気がついた時には冷たいコンクリートの地面に寝転がっていた。寝かされていた、というのが正しいのだろうか。冷や汗をかいていたせいか酷く身体が冷え切っていた。傍らにいたカインがほっとしたようにこちらを覗き込んだ。
「大事ないか。ここは下の階だ…人が集まり始めてるし、草っぱらに寝かせるわけにもいかなかったから」
ごつごつと節くれだった左手がそっと額に当てられる。気持ちがいい。そのまままた目を閉じ、呼吸を整える。また意識をとばしてしまったらしい。あの時以来だ。それでもあのショッキングな記憶を視て、意識が飛ぶ程度で済んだらいいのだろうか。否、素人じゃないんだ。そんな言い訳じみた事は止めよう。カインに礼を言ってゆっくりと身体を起こす。
「また意識飛ばしのね、ごめんなさい」
「…俺にはルナの方が大事だ」
心配そうに見つめてくる瞳が痛い。自分にとっては今の事件の方が大事なのだ、と言えばきっとカインは怒るだろう。そっと逸らしてから微笑んで視線を戻し、礼を言った。

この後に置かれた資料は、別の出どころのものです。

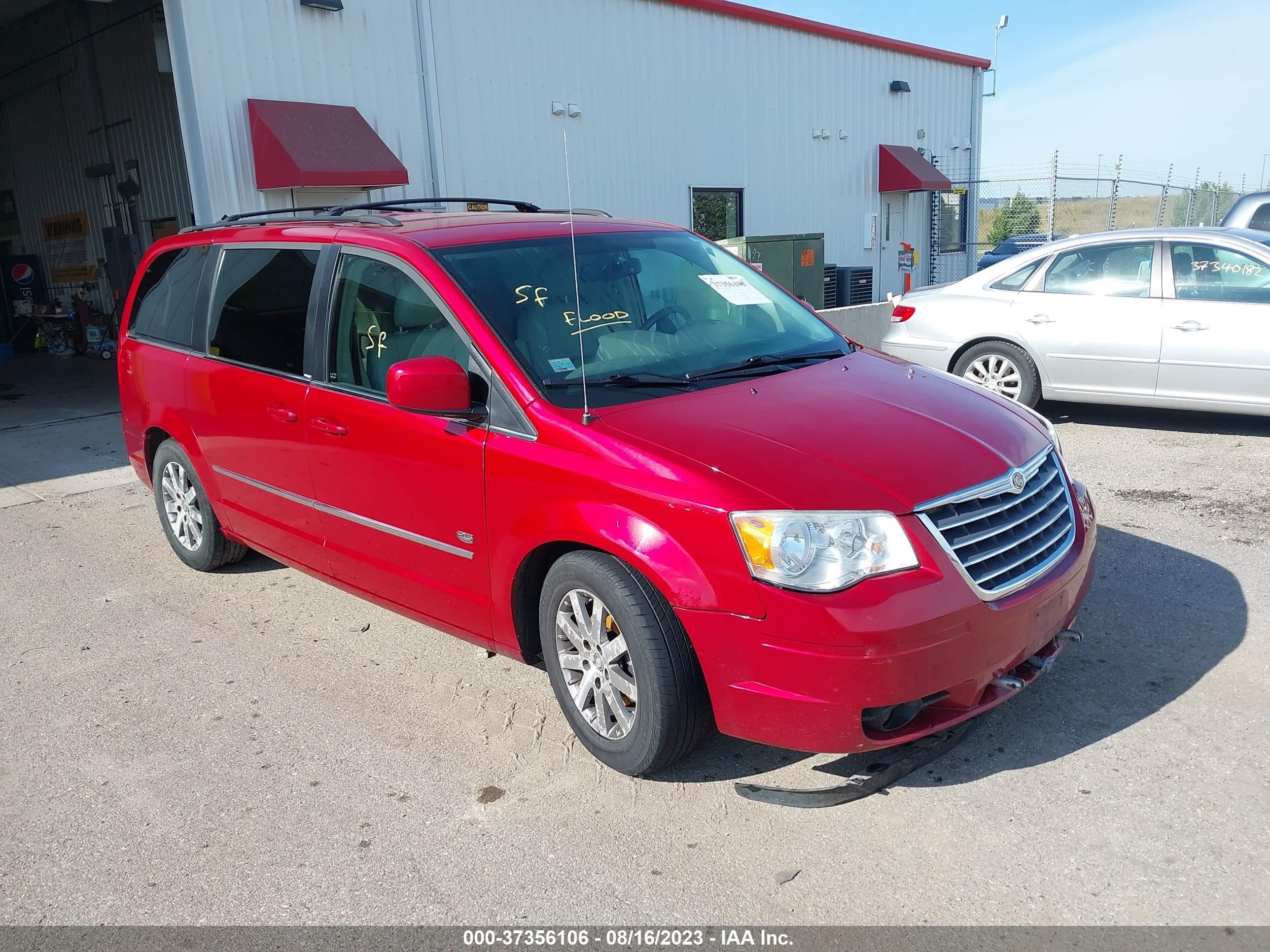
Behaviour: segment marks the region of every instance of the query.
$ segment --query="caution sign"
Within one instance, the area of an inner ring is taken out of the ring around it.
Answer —
[[[70,212],[39,220],[48,254],[48,279],[55,284],[93,281],[97,265],[88,256],[88,212]]]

「気持ちだけ受け取っておく。それで、塔の…あれは?」
「…今床に降ろして調べている。あれも…魔女に対した拷問というか、検査の一種だな。魔女は痛覚が存在しない箇所があるとされていた。魔女マークというんだが。そこを探り当てるために針状のモノで身体中を刺すんだ。一カ所は血も出ない、痛みもない所がある、そういうところがあれば処刑された」
言いづらそうに途切れ途切れに説明をしてくれるカインを横目に見て、ルナはそう、とそれだけを呟いた。立ち上がり、服にホコリが付いていないか見渡してチェックする。まあ、そんな気にする服を着ている訳じゃないけど。横から心配そうなカインの顔がこちらを見つめていた。
「大丈夫よ、行きましょう。まだ視ていないモノもあるかもしれないわ」
ニッコリと彼に笑いかけて、彼女は再び塔の最上階の階段へと歩みを進めた。
◇ ◇ ◇
一昔前のそこから眺める景色はきっと良かったのだろう。丸い部屋、壁際はレンガ製で朽ち果て、指で触るとボロボロと崩れ落ちた。中央に横たえられた遺体は闇の中で青白く浮かび上がっている。その身体は穴という穴が開けられ、血が流れて痛ましい。目を反らしてはいけない。ぐっとこらえて対面した。
「男性ね…まだ20代? 身元を教えて」
「ベルナール・トゥールーズ25歳。クラブの従業員ですね。5日前から行方不明で、一昨日同居人から届が出されたようです。家族は地方で両親が暮らしていて、今連絡をとっています」
「そう…まず同居人から話を聞いた方がいいわね。後は現場から採取できるものを片っ端から取っていって鑑識に回して調べて」
「了解」
その姿を見送ってから、ルナは遺体の前に膝を付き、手を差し出した。深呼吸をし、映像に備えてから目を閉じて布越しの遺体に、触れた。刃物で刺されたような痛みが身体中を支配した後、映像と音が流れ込んでくる。
『ジジ…真っ暗な…音…ここの塔を登る音…月灯りが差し込む窓、その光がフードの人間を映す…痛い痛い…もう意識が…あああああああ!!!もういやだいやだいやだあああああああ!!!!刺され…針? …あああああちがうそんなものじゃないもっと大きい針みたいな…あああああああああ僕が何をした! …もうやめてくれやめてくれねむらせてくれあああああああ!!!!』
ハッ……
「く…くぁ…」
意識を戻した瞬間に身体中が悲鳴を上げた。記憶があまりにも強烈過ぎて身体にまで残響が残っている。痛い! 身体中が刺された痛みが襲ってくる。両手を地面に付き、歯を食いしばってこらえる。冷や汗がドッとあふれだす。これは最期の痛み、残響だ。しっかり受け止めなければ。これを犯人に知らしめてやらなければ。
「ルナ…」
カインが背中をゆっくりとさすってくれて、少し楽になっていく。ヴィオがそっと手を貸して立ち上がらせてくれた。掴まりながらルナはギリ…と歯ぎしりをして吐き散らした。
「くそ、犯人は何がしたいのよ?! 魔女狩りの拷問をこうして被害者に与えるなんて。彼らは日常を繰り返して年をとって死んでいく、普通の人間なのに!」
「ルナ…」
「調べなおすしかない。ルナ。あのフードの人物も気になる。魔女狩りに使われた拷問をこうまで引っ張るのもおそらく意味があるんだろう」
カインの言う事ももっともだ。また歯を食いしばり、手のひらを見つめた。あの感覚、彼が―被害者が最期に味わった苦痛。あの痛みが続けば、誰だって狂ってしまいそうになるだろう。狂った方楽なのかもしれない。
あるいは、死んだ方が。
ぶんぶん、と否定するようにかぶりを振って、遺体を見た。自分はとてもじゃないがまだ死にたいとは思えなかった。